Cambridge Analytica claimed to an undercover reporter posing as a potential client to have used Israeli companies and former Israeli spies in its intelligence gathering.
The British data-mining company used information inappropriately collected from the accounts of over 50 million Facebook users while working on the Trump presidential campaign in order to influence the vote, The New York Times has reported in recent days. The Trump campaign reportedly paid Cambridge Analytica more than $6 million during the campaign, according to federal election records.
Britain’s Channel 4 news taped Cambridge Analytica CEO Alexander Nix secretly for a program aired Monday.
“We use some British companies, we use some Israeli companies,” Nix said. “From Israel. Very effective in intelligence gathering.”

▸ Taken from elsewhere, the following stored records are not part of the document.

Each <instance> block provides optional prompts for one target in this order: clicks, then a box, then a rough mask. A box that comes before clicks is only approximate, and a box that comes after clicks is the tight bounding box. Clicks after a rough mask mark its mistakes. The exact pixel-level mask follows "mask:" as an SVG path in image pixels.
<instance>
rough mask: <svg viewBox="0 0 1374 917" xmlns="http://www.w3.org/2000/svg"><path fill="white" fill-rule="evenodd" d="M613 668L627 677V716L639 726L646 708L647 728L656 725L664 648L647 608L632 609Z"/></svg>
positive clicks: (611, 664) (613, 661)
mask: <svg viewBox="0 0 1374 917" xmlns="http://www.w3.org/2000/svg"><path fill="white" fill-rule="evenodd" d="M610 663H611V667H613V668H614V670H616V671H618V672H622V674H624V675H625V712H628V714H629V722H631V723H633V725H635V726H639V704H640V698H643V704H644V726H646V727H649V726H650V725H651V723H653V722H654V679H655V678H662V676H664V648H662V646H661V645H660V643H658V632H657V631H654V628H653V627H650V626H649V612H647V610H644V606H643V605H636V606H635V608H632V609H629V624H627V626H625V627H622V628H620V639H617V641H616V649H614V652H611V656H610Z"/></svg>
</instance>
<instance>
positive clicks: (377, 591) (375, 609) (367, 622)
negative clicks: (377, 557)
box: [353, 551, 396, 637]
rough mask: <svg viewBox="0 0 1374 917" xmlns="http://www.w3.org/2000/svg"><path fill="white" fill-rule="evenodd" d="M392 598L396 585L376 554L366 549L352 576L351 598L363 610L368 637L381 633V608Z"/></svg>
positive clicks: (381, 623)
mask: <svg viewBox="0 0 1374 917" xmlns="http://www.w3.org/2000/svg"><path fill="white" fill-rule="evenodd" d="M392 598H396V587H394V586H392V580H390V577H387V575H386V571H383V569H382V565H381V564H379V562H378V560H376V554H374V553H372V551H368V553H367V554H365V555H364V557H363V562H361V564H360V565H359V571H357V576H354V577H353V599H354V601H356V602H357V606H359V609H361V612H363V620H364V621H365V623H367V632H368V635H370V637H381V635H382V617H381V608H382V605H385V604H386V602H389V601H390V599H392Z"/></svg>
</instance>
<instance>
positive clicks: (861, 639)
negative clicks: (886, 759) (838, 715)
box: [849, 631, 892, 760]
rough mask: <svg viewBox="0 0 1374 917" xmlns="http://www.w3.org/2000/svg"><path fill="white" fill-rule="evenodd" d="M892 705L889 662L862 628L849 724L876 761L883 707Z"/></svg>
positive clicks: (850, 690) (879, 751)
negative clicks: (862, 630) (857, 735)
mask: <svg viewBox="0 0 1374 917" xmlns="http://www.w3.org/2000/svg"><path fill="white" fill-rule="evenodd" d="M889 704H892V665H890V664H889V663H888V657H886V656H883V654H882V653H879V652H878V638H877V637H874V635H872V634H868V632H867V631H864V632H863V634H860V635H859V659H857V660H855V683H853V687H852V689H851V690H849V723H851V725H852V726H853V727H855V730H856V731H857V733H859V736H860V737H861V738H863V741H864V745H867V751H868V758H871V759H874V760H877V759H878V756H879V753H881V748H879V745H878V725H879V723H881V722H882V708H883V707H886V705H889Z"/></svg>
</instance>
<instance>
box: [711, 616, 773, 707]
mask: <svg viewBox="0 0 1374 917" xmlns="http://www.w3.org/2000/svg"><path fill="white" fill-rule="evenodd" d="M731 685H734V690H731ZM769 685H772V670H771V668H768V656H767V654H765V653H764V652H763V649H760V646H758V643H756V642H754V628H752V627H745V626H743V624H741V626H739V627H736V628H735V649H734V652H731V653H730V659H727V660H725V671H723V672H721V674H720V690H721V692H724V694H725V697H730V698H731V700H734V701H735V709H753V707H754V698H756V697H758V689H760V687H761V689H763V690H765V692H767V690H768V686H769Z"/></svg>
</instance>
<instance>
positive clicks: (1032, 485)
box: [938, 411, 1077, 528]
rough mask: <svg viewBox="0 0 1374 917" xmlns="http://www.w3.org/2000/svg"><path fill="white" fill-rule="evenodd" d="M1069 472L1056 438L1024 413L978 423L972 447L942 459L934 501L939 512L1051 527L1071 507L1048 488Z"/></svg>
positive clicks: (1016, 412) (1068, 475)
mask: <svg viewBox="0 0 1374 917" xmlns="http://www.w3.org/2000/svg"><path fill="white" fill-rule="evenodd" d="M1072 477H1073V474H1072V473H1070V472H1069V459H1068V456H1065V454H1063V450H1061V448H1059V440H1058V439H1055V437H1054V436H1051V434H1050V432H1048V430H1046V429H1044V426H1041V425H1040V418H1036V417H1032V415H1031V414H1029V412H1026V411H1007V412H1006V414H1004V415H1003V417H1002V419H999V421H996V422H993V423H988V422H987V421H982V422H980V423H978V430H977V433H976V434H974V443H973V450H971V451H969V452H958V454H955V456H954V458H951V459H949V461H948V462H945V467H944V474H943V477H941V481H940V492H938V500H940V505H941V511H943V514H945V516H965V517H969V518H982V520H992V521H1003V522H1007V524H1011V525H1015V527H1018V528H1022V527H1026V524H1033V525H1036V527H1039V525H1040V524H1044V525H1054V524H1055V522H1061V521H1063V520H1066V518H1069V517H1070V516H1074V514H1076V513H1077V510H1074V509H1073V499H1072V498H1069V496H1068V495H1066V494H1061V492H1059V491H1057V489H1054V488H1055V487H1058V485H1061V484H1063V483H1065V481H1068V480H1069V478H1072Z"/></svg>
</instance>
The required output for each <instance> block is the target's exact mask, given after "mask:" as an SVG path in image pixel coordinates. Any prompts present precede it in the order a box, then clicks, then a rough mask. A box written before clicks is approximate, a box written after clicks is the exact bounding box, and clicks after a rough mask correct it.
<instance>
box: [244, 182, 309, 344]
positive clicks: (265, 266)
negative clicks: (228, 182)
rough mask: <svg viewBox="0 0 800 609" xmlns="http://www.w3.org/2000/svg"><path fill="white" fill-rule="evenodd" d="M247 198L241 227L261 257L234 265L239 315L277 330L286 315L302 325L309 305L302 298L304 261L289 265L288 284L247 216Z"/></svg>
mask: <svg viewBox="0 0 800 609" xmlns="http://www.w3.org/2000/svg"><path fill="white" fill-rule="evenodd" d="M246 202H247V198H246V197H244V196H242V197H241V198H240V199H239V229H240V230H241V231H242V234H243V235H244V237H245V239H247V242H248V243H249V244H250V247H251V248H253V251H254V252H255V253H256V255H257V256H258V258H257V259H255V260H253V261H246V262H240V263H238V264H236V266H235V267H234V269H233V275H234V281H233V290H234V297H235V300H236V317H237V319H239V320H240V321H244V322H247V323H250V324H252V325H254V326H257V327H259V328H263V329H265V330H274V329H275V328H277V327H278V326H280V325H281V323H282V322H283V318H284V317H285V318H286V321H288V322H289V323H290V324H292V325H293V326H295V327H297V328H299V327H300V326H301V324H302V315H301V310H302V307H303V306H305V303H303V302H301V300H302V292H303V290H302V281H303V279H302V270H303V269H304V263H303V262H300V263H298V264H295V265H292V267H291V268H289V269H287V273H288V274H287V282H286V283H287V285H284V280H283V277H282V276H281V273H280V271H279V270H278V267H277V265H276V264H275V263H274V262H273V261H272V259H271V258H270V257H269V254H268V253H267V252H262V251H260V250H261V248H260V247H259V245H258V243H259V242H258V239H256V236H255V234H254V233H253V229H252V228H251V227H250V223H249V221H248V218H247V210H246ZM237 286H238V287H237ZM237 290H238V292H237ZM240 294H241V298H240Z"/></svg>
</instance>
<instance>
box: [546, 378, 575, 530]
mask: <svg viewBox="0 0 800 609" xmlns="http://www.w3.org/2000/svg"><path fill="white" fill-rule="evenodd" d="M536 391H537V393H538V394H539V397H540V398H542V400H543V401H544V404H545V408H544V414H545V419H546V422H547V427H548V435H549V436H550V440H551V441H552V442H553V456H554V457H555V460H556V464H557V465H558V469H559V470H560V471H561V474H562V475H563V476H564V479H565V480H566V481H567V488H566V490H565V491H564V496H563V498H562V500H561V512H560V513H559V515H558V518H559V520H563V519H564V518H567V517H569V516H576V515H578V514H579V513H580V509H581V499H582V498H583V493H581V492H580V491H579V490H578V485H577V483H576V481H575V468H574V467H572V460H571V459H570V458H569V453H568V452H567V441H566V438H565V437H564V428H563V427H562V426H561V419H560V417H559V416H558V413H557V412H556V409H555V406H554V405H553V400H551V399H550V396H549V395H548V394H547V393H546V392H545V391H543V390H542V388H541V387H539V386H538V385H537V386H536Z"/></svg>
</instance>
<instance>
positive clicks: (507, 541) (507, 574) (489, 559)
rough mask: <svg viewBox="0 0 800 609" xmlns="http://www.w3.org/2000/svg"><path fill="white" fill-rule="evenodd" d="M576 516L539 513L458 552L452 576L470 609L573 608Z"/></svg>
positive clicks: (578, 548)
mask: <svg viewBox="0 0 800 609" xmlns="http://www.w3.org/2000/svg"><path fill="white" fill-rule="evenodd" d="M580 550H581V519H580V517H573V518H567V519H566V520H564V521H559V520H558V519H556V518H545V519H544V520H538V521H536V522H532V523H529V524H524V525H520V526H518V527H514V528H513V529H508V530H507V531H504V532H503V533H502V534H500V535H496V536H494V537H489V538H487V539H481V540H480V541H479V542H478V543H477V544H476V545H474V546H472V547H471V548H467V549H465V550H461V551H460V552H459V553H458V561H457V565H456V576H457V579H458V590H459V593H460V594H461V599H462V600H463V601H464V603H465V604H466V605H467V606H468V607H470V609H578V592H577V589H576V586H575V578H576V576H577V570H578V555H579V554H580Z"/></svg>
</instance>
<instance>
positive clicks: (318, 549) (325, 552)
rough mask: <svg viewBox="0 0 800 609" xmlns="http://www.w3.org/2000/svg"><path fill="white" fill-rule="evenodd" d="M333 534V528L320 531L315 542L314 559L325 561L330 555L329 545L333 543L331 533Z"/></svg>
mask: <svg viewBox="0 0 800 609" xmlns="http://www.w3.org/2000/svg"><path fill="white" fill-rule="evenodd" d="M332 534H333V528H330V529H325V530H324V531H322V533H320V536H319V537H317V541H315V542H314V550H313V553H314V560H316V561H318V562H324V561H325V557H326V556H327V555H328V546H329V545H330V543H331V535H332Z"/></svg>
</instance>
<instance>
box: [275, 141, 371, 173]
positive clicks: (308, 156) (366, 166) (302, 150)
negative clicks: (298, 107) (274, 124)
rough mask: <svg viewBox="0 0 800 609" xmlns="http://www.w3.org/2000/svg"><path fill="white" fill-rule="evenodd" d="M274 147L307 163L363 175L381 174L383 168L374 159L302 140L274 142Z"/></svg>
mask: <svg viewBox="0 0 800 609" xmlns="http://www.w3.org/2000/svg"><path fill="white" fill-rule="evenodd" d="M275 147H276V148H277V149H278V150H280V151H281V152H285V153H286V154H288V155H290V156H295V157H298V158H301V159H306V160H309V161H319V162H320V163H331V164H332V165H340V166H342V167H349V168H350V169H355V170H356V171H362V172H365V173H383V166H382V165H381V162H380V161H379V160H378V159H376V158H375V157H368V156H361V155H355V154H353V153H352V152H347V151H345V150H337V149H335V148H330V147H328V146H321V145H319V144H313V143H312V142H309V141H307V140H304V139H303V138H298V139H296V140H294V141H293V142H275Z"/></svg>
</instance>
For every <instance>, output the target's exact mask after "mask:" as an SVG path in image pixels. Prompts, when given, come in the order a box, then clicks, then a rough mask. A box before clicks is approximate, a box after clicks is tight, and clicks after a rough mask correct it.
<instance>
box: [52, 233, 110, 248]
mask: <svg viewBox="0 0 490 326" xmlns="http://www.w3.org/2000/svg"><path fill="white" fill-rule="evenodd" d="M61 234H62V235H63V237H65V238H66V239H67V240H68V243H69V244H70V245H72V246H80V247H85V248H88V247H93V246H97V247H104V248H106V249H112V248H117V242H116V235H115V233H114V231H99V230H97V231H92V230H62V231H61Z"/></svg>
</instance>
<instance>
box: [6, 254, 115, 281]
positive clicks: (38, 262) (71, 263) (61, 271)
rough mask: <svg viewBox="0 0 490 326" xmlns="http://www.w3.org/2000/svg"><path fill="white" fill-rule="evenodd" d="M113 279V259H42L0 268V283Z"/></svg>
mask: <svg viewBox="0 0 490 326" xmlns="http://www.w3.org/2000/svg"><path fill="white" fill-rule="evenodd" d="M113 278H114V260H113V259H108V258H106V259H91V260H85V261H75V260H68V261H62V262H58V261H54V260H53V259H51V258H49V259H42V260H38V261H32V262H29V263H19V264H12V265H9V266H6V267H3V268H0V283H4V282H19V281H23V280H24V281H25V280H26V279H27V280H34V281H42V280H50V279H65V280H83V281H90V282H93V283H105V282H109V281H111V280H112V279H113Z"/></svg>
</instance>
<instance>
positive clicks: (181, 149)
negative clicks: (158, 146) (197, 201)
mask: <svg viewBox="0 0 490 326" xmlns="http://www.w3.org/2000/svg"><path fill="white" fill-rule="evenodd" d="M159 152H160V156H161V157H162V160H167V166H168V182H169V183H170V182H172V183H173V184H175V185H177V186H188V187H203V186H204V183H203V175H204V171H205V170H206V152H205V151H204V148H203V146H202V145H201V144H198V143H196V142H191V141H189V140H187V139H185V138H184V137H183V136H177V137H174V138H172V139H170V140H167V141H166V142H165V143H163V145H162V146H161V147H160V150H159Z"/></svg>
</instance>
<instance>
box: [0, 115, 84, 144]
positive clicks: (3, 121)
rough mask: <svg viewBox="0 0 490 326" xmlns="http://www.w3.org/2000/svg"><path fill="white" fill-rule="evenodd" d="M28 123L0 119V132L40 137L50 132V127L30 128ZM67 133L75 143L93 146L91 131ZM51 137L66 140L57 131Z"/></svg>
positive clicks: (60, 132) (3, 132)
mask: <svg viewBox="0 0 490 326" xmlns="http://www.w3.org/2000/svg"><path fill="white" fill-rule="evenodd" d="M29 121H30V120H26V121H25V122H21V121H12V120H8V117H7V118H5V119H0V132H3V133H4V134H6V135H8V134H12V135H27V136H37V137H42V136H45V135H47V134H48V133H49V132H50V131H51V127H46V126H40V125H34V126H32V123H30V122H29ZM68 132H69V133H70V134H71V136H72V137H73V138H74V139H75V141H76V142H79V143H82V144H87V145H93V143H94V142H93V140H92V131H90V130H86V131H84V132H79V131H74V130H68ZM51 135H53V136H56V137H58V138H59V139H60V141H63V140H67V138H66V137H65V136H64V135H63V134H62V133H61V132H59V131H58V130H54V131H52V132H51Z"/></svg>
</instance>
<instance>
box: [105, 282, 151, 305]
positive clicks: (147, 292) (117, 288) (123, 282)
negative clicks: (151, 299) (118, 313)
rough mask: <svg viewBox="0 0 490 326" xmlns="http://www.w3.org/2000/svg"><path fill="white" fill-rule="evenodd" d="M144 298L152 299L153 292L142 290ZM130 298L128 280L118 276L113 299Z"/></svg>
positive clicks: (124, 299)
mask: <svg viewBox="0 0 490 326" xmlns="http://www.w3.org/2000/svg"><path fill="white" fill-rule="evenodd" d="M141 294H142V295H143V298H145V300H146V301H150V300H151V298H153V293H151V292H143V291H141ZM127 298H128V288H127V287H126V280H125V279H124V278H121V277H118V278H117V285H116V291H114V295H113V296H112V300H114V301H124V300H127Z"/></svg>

The report did not connect the Israeli companies with the reported Trump operation,
Facebook suspended the company on Friday after finding that it had violated its data privacy policies; Facebook’s stock fell 7 percent in trading Monday.
A British parliamentary committee, the House of Commons digital, culture, media and sport committee, asked Facebook CEO Mark Zuckerberg on Tuesday to appear before the committee to explain how millions of users’ data could be collected and used for political campaigns.
In 2014, a quiz on Facebook developed by University of Cambridge academic Aleksandr Kogan invited users to find out their personality type. The quiz garnered the user information of the person who took the quiz as well as his or her Facebook friends.
Christopher Wylie, who worked as Cambridge Analytica’s head of research, has said that 270,000 people took the quiz, which garnered the data of some 50 million users, mainly in the United States. He alleges that the information was sold to Cambridge Analytica, which then used it to profile people who would be receptive to Trump campaign material. The company denied it used any of the information for the campaign.